Let's leave aside the fact that MD5 is not a secure algorithm anymore (you can procedurally generate an input that generates any MD5 hash value you want in cheap-to-compute time).
However, there are still problems with this specification. An MD5 checksum can be represented as a sequence of 16 binary bytes, or it can be represented as a sequence of 32 hexadecimal digits. And, in the latter case, those digits can be upper or lower case (although lower case generally prevails).

Having to interface with one of the hex-digit varieties, from code that runs in the Erlang programming language, is somewhat annoying, because the Erlang built-in MD5 generates binary bytes only. By contrast, the Python MD5 API generates both, and the PHP MD5 API generates hex by default but in modern versions has an option to generate binary. Googling for this will quickly show a couple of blog posts that convert from binary to hex. However, they do it the hard way, writing their own "hex digit" conversion functions, and generally making life difficult. Turns out, Erlang is a lot more elegant than those examples. I started out with this function to convert a binary value to a hex string in Erlang:

hexstring(Binary) when is_binary(Binary) ->
        fun(X) -> io_lib:format("~2.16.0b", [X]) end, 

That's it. One line of code (broken into 4 for readability). You might even write it where you need it, instead of putting it in a function (although having it in a function is convenient). It's also totally functional in its expression, not requiring any non-standard dependencies.

The trick to this expression is the io_lib:format format string for integers. io_lib:format() is similar to sprintf() in C/C++, except it's type safe, and uses a different sytax.

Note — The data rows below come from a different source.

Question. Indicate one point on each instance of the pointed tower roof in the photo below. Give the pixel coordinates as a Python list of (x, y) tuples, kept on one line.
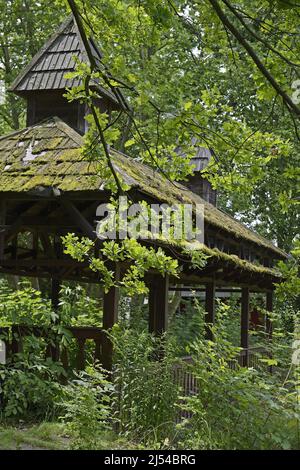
[(47, 69)]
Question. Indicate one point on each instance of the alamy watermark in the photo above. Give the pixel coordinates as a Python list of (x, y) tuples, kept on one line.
[(121, 220)]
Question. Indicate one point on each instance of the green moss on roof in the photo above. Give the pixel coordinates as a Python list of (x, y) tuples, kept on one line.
[(49, 155)]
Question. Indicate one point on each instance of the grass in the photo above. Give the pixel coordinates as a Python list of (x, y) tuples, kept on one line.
[(51, 436), (48, 436)]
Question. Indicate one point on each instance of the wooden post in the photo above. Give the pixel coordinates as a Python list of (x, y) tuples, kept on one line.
[(110, 317), (55, 288), (2, 222), (245, 325), (158, 304), (269, 308), (210, 294)]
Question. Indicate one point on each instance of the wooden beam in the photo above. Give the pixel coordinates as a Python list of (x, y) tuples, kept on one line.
[(158, 304), (110, 317), (2, 222), (269, 308), (245, 324), (55, 289), (210, 294), (86, 228)]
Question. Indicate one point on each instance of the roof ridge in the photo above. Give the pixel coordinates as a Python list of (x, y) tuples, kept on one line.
[(68, 130)]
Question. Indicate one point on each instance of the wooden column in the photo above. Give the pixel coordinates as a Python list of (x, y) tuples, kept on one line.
[(2, 222), (110, 317), (245, 325), (269, 308), (158, 304), (55, 288), (210, 295)]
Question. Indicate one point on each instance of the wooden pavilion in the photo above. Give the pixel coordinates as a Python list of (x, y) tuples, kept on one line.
[(47, 190)]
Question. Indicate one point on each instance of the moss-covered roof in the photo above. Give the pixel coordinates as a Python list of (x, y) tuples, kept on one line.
[(48, 155)]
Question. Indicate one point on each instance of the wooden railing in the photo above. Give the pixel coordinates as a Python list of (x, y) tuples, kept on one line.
[(14, 336)]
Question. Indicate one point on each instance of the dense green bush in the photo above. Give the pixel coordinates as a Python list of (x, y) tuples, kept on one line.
[(86, 407), (30, 388), (145, 398)]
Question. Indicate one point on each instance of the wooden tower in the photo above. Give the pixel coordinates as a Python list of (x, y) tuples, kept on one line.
[(43, 83)]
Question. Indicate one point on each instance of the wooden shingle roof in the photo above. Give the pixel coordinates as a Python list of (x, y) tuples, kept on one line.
[(47, 69), (48, 156)]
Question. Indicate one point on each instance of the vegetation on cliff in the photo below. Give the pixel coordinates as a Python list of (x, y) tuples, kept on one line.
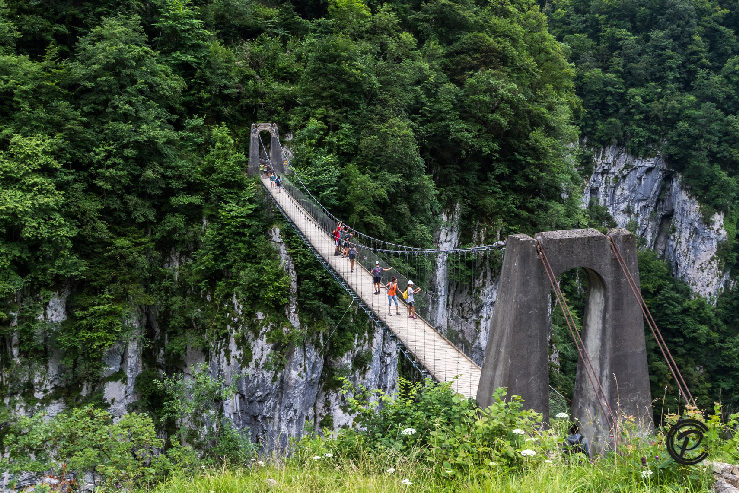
[(122, 135)]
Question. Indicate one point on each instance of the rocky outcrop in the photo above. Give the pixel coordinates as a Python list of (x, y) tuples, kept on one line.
[(726, 477), (275, 403), (276, 393), (644, 196), (462, 311)]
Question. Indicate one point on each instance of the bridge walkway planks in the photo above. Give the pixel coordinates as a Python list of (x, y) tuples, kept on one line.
[(435, 353)]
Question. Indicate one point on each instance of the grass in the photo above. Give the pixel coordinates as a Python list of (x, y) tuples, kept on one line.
[(371, 475)]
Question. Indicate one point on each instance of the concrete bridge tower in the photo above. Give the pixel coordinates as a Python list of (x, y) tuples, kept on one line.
[(517, 354)]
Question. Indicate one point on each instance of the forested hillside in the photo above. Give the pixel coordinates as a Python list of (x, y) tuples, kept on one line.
[(123, 193)]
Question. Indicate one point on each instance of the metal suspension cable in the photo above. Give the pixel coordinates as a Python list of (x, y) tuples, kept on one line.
[(582, 352), (398, 247), (679, 380)]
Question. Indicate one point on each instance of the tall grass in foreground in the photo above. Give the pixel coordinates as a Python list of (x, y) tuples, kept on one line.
[(339, 476)]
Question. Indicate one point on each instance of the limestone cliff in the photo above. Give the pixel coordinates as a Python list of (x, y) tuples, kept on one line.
[(273, 405), (643, 195)]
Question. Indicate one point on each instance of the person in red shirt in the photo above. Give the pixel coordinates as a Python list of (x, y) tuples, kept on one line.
[(337, 239), (392, 294), (377, 276)]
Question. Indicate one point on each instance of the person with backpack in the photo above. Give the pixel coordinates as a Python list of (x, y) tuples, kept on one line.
[(575, 443), (352, 254), (337, 238), (377, 276), (409, 298), (392, 295)]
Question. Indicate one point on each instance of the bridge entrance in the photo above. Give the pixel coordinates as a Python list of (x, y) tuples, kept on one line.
[(275, 156), (612, 376)]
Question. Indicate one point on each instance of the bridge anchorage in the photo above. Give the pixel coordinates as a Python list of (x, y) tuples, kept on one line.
[(612, 379)]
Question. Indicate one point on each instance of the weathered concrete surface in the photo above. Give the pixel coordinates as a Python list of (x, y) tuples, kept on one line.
[(275, 152), (613, 332), (645, 196)]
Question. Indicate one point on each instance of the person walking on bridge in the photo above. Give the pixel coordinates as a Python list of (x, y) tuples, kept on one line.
[(377, 276), (392, 295), (412, 290), (352, 254)]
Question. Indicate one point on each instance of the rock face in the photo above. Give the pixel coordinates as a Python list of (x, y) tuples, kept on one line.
[(644, 196), (275, 404), (726, 477), (274, 400)]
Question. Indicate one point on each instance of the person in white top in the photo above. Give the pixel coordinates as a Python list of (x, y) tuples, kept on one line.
[(412, 290)]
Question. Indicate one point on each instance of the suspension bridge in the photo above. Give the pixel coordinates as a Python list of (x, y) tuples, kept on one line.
[(612, 370), (433, 352)]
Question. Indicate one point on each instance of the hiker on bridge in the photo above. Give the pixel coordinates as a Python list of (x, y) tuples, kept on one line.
[(412, 290), (377, 276), (392, 295), (337, 239), (575, 443), (352, 254)]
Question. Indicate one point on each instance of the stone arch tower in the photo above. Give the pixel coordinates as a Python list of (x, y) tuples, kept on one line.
[(517, 354), (276, 157)]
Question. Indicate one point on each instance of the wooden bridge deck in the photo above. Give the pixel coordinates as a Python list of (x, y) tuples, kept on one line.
[(435, 353)]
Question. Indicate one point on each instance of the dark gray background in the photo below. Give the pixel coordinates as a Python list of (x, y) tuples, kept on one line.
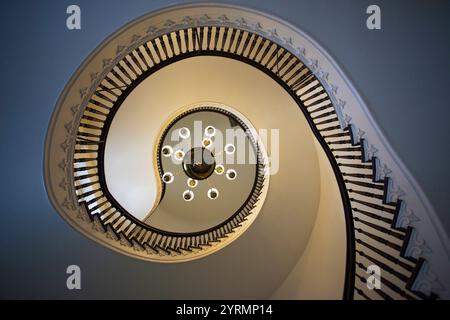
[(402, 72)]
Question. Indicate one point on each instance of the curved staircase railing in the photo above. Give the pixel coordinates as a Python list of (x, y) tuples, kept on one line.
[(372, 235)]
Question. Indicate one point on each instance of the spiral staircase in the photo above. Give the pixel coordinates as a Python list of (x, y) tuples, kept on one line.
[(373, 233)]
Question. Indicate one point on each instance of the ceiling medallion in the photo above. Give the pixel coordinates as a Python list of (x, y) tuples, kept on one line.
[(213, 180)]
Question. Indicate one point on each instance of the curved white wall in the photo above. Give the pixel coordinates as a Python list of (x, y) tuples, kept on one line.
[(320, 271), (269, 250)]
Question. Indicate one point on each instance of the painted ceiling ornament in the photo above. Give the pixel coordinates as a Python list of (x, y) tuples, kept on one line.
[(132, 233)]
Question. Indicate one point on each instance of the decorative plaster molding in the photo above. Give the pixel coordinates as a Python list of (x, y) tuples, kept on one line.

Each format term is introduced through a tilde. There are three (mostly optional) fields: width, precision and pad, followed by the conversion character. "B" means "uppercase integer of given base," and "b" means "lowercase integer of given base." The width in this case is 2 characters, the precision is 16, which is interpreted as base for this conversion, and the padding character is 0. If it didn't pad by 0, then single-digit values would be default padded to 2 width by a space, which is not what we want.

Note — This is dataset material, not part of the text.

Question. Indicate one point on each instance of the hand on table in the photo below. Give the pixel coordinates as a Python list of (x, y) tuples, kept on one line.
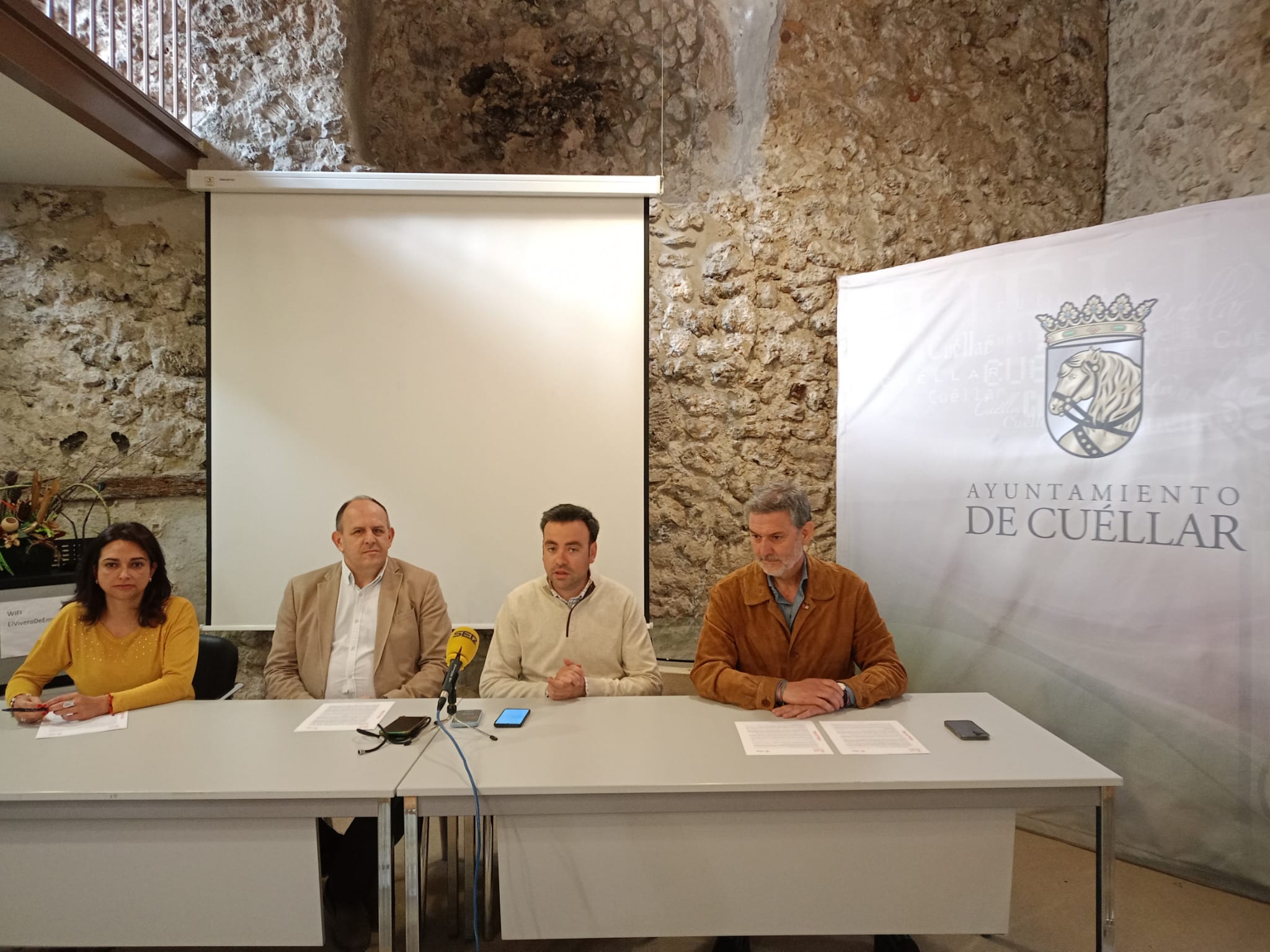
[(568, 683), (821, 694), (79, 707), (799, 711)]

But, then I started thinking: Erlang has a wonderful bigint library, that will go as large as you want it to. The integer format conversion works for those, too. So, behold an even better version:

hexstring(<<X:128/big-unsigned-integer>>) ->
    lists:flatten(io_lib:format("~32.16.0b", [X])).

This uses binary matching syntax (a really cool part of Erlang designed to ease implementation of network protocols). The input argument is exactly a binary value of 128 bits, interpreted as an unsigned big-endian integer. It's then formatted as a 32-digit, 0-padded, lowercase, base-16 (hexadecimal) number. Done!

Functional Programming with Standard Libraries: 1
Crappy Web Blogs: 0

Update 2011-03-16: if you also are working with hashes of SHA1 or SHA-256 or SHA-512, then you can extend the function as appropriate:

hexstring(<<X:128/big-unsigned-integer>>) ->
    lists:flatten(io_lib:format("~32.16.0b", [X]));
hexstring(<<X:160/big-unsigned-integer>>) ->
    lists:flatten(io_lib:format("~40.16.0b", [X]));
hexstring(<<X:256/big-unsigned-integer>>) ->
    lists:flatten(io_lib:format("~64.16.0b", [X]));
hexstring(<<X:512/big-unsigned-integer>>) ->
    lists:flatten(io_lib:format("~128.16.0b", [X])).

Yay matching!

(Extending it to an arbitrary precision is also possible and left as an exercise to the reader, although I prefer to be explicit about the data I accept, so as to catch unexpected data early!)